PPG to offer thermochromic window system with Pleotint's sunlight-responsive interlayer | The American Ceramic Society

PPG to offer thermochromic window system with Pleotint’s sunlight-responsive interlayer

Pleotint window on left darkened to neutral-gray tint as heat load increased. On the right, the window has returned to clearest state as direct sunlight decreased. Credit: PPG Industries

I’ve written several times the past about electrical (e.g., Sage) and passive (e.g., RavenBrick) dynamic (chromic) window systems and how some heavy hitters, such as Saint-Gobain and GE, are making big investments in these energy-saving technologies. Not to be outdone, PPG announced yesterday that it is jumping on this bandwagon and has inked an agreement to jointly market a triple-layer window that employs an auto-adjusting film developed by Pleotint. PPG/Pleotint say they are marketing this as a Sunlight Responsive Thermochromic technology that will be paired with other PPG products such as its Solarban low-e glass.
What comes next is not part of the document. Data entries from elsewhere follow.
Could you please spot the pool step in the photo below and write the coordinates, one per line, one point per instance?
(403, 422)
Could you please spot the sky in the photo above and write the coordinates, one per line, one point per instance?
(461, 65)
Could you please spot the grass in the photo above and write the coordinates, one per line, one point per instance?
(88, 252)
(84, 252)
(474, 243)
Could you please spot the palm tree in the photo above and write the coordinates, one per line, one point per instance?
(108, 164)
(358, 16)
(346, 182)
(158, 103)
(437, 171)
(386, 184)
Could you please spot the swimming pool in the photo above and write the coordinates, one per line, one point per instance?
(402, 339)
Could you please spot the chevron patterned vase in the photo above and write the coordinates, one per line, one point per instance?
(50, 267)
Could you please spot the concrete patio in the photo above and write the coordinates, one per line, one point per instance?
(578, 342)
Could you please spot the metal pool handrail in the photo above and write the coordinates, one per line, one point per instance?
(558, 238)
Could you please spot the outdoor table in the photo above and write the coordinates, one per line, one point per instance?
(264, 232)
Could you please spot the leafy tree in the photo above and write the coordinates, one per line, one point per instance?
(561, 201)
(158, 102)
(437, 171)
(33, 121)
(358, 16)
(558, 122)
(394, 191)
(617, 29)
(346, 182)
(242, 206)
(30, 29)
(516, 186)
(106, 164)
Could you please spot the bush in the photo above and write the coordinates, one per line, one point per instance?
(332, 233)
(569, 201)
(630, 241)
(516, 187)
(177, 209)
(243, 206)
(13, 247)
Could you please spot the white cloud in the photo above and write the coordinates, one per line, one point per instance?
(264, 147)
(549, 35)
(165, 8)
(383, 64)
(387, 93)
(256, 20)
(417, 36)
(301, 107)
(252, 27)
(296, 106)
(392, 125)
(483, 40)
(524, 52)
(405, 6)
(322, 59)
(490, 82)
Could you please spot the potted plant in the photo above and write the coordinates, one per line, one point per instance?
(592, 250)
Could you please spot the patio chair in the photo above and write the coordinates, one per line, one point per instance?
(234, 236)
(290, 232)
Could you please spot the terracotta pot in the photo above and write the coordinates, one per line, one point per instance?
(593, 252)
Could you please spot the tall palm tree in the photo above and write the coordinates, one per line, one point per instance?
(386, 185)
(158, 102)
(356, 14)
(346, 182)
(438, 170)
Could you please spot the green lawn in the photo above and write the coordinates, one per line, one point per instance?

As with most of these technologies, the idea is to control solar heat gain and losses, and therefore reduce energy costs in commercial and residential buildings. Solarban is already designed to block solar heat but allow a substantial amount of visible light to pass. Pleotint’s SRT film is designed to cut both UV and IR transmission. When teamed up with something like Solarban, Pleotint says that IR levels are cut to essentially zero and UV to less than 5 percent. Visible light is cut anywhere between 45-90 percent, depending on the sunlight intensity, which isn’t as drastic as it may sound because the greatest decrease in visibility occurs when the level of light is most intense. Pleotint says on its website, the “SRT film never eliminates visibility – building occupants always see outside.”

The active component of Pleotint’s film is what the DOE Information Bridge document describes as a “ligand exchange thermochromic system … The thermochromic systems of this research have a net increase in absorbed light energy as the temperature is increased and a net decrease in absorbed light energy as the temperature is decreased for temperatures within the active range of the system. The active temperature range of the system is determined by the thermodynamic properties of the LETC reactions. For many of our preferred applications the active temperature range includes 0 to 85°C.” The LETC material is extruded in a poly(vinyl butyral) film.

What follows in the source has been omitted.